= Ramport Studios =

Recording studio

Ramport Studios was a recording studio in south London's Battersea district, built by the Who in 1973.

== History ==
Originally called "The Kitchen" and later renamed Ramport Studios, the recording studio was initially built as a private studio for the Who, who intended to use it to record Quadrophenia. The building, located at 115 Thessaly Road in south London's Battersea district, was a former church hall which required extensive remodeling, with the resulting expenses leading to Ramport later operating as a commercial studio in order to recoup revenue.

The studio had a 50x30 ft live room and a control room initially outfitted with a quad-ready 32-input wrap-around Helios mixing console, but in order to fully realize their 1973 album Quadrophenia, the Who augmented the studio with Ronnie Lane's Mobile Studio.

In 1974, Supertramp recorded Crime of the Century at Ramport. The same year, Neil Young, together with Robbie Robertson, recorded the song "White Line"; this was released on the album Homegrown in 2020.

In 1975 Irish artist Chris de Burgh recorded parts of his album Spanish Train and Other Stories in these studios.

Johnny Thunders and the Heartbreakers spent much of the summer of 1977 recording and mixing the album L.A.M.F. there for the Who's label Track Records. Joan Jett recorded several tracks there which would end up on her Joan Jett album, later retitled Bad Reputation (1981).

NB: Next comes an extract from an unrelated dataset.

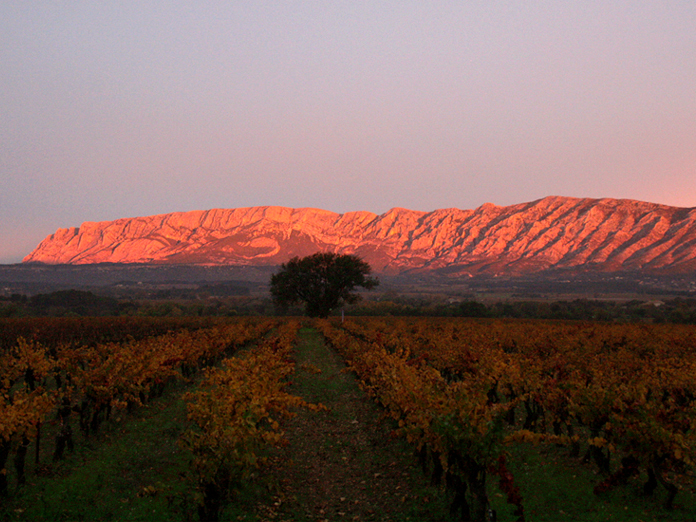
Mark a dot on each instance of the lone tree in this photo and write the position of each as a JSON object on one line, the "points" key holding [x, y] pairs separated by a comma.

In 1976 the original Helios mixing console was replaced by a Neve console, and in the same year Thin Lizzy recorded Jailbreak at the studio. Later that same year they would again use the studio to record their album Johnny the Fox.

Judas Priest recorded their album Sin After Sin there in 1976–1977.

In 1983 the studio was bought by Virgin Records and was renamed Town House Three as part of the labels' Townhouse Studios. In 1985, the studio received the Helios console previously used by The Town House Studio 1, which remained in use until 1988.

In 1995, the studio was closed by Virgin's new owners, EMI, and sold the following year. It is now a doctor's office.

In 2017 the Wandsworth Council recognized the studio's historic location with a Green plaque.